Bleeding Display elevaram a fasquia em termos de brutalidade com o seu death metal intenso e tecnicamente sólido. A execução foi rigorosa, com riffs pesados e uma bateria precisa que sustentou a densidade sonora. A voz cavernosa e poderosa contribuiu para um dos momentos mais extremos da noite. A resposta da plateia foi imediata, com mosh mais agressivo e entrega constante. A banda mostrou maturidade e confiança, consolidando o seu lugar no panorama nacional do género.

DIABOLICAL MENTAL STATE

Com os Diabolical Mental State, o thrash metal tomou conta da sala. Riffs cortantes, andamento veloz e uma atitude claramente influenciada pela escola clássica do género marcaram a atuação. O vocalista Gonçalo Luís destacou-se não só pela energia, mas também pelo gesto simbólico de usar “o manto sagrado”, uma t-shirt alusiva ao nosso podcast Caixa Negra, homenagem que reforçou a ligação à comunidade underground. A performance foi intensa, técnica e contagiante (como sempre!), com solos bem executados e uma secção rítmica sempre precisa e poderosa. O público respondeu com entusiasmo renovado, num dos momentos mais vibrantes da noite.

REVOLUTION WITHIN

O fecho ficou a cargo dos nortenhos Revolution Within, escolha natural para encerrar com autoridade. A experiência da banda refletiu-se num concerto seguro, musculado e extremamente coeso. O groove thrash que os caracteriza soou compacto e maduro, com riffs sólidos e uma bateria implacável. Houve domínio total do palco e capacidade de gerir a energia da sala, alternando momentos mais técnicos com explosões de intensidade. O público respondeu à altura, fechando a noite num ambiente de celebração coletiva.

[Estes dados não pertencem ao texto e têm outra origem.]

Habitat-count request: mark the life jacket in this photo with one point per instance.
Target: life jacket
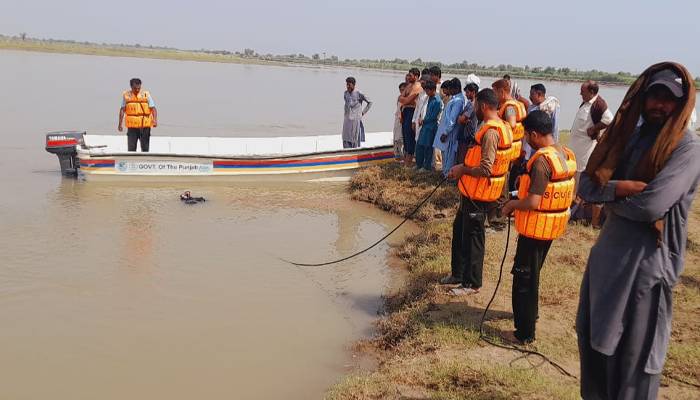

Mais uma vez, o Slax Metal Fest foi uma afirmação clara da força do metal nacional, da diversidade de propostas e, sobretudo, do espírito de comunidade que mantém esta cena viva. 
Numa noite de temporal, longa e exigente, ficou evidente que o underground português continua ativo, coeso e, acima de tudo, feroz e preparado para crescer.